We have previously remarked upon the endeavors which certain German masters made to bring home to their countrymen an appreciation of instrumental music. How long the seed lay germinating in Bach’s mind we know not. A new idea had taken possession of him, or, rather, he contemplated the application of the principle of his former labors in polyphony to instrumental music pure and simple.
At Koethen he supplemented his labors at Weimar. At Leipsic, whither we shall presently follow him, he brought them to completion.
But we are anticipating. We have seen how patiently, how toilsomely, Music has broken one by one the fetters of conventionality; how she has grown in strength and beauty, anticipating the moment of her final deliverance. It has come at last. With the patience and impatience of genius Bach strikes in twain the last fetter of conventionality. He has realized his quest. The boy who, far away in future thought, studied the art-forms of his great predecessors and contemporaries in the lowly chamber or by the light of the silent moon, has found his beloved, the Tonal Muse. She stands free before him to serve his will — his will purified by conception and incessant effort — and he will lead her in her new-found freedom and place her in the path of progress.
Bach’s compositions at this time include the early part of one of the greatest of his works, the Wohltemperirte Clavier. In this work — the second part of which was composed at Leipsic — Bach attained the full mastery of form. The strivings and efforts of the great Netherland masters found completion in this work of Bach. In it are compressed the labors of centuries. The works of the masters, Okeghem, Dufay, Josquin des Pres, and others, are but prophecies in tone, announcing a realization of their ideal in the centuries yet to come, that ideal which they felt so particularly, yet could not express. The Wohltemperirte Clavier then marks the first great climax of musical art.
The evolution was certain, and it consummated in a kindred mind. The deepest expression of human feeling, the agony of the dire distress and conflict of life, the calm majesty of faith which enables the soul to overcome every obstacle, its pathetic appeal to God for rest and comfort, the strength of victory, are possible in music, are expressed in music as no other art can express them, because of Bach.
True to his trust, he extracted all that was best in the works of his predecessors and, vivifying it by his genius, created forms of expression which the greatest that have followed him have utilized and extolled.
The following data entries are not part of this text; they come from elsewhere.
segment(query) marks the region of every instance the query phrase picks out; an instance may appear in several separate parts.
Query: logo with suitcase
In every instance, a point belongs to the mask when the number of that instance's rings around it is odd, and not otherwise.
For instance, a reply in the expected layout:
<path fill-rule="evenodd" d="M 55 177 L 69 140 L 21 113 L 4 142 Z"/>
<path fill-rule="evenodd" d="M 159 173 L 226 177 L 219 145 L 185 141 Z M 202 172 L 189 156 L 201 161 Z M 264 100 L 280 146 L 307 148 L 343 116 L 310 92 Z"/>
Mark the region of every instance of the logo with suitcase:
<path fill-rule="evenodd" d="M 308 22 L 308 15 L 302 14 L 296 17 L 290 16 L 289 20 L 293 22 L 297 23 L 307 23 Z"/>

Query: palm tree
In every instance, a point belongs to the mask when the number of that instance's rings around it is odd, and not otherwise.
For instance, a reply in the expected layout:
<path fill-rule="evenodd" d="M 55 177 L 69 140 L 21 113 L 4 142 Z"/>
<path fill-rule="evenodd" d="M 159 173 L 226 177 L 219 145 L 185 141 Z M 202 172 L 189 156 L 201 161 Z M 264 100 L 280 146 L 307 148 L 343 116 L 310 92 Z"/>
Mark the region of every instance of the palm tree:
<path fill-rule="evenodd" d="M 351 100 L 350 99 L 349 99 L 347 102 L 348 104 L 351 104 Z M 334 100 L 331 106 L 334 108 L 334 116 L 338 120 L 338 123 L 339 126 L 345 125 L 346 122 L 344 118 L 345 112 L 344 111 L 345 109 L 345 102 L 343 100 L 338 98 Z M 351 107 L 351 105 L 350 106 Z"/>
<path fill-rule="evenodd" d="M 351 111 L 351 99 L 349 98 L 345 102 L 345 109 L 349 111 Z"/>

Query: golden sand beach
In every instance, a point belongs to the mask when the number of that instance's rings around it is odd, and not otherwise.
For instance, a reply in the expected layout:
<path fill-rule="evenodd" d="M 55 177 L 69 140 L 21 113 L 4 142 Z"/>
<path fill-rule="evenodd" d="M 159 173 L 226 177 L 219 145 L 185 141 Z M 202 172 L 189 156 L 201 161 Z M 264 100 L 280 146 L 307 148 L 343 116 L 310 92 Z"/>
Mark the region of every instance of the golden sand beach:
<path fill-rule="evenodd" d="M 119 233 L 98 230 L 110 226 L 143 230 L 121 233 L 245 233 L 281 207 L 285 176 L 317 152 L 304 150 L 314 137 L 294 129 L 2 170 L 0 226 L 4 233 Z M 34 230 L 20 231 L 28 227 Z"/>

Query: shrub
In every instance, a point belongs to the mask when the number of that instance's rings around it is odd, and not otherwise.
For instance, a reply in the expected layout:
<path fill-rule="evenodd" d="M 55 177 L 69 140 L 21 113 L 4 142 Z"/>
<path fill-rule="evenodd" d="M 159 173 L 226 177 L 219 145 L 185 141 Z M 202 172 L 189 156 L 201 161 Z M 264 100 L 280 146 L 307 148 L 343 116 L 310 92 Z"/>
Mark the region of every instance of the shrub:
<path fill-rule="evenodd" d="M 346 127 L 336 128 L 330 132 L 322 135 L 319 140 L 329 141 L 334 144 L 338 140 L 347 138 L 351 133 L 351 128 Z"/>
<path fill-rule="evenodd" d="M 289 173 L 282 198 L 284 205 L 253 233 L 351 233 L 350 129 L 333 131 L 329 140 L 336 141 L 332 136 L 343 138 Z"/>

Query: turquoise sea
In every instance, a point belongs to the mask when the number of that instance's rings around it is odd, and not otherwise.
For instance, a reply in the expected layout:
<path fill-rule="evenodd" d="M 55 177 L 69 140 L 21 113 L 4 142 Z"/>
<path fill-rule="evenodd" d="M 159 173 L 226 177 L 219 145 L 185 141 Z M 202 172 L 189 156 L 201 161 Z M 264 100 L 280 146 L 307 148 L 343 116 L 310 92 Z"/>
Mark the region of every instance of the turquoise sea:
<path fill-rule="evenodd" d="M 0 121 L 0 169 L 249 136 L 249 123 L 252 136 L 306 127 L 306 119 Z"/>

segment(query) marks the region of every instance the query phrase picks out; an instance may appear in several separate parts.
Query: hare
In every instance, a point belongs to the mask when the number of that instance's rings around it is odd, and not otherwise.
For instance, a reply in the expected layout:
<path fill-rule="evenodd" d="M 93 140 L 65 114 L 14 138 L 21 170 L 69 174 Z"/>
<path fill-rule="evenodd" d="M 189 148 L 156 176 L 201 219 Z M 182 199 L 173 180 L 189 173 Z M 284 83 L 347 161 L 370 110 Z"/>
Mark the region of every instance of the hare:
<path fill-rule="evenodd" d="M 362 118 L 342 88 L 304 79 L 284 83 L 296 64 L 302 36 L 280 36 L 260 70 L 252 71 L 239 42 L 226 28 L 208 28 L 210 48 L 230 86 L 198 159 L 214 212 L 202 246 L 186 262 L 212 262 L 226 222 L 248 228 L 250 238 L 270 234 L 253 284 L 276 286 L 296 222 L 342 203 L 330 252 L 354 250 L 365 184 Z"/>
But, as we have said, the great poet must perceive in things natural, in the beauty of the universe around him, in the sacred feelings of human emotion, a sacredness as worthy and as earnest, though less concentrated in character, as that which exists in the more direct function of religious worship. To the great poet, however he works, all things are sacred. He it is who reveals the heaven that lies around us. He opens the portals of Nature, and we enter in to find strength and consolation.
Bach does all this in the masterly work we are considering. Not to the Italian, but to the German, did Nature at length disclose her choicest method of expression, and this because the German had ever lived in close contact with her. In all Bach’s works at this period the work of emancipation goes forward. Take, for instance, the Brandenburg concertos leading to the combination of the present orchestra.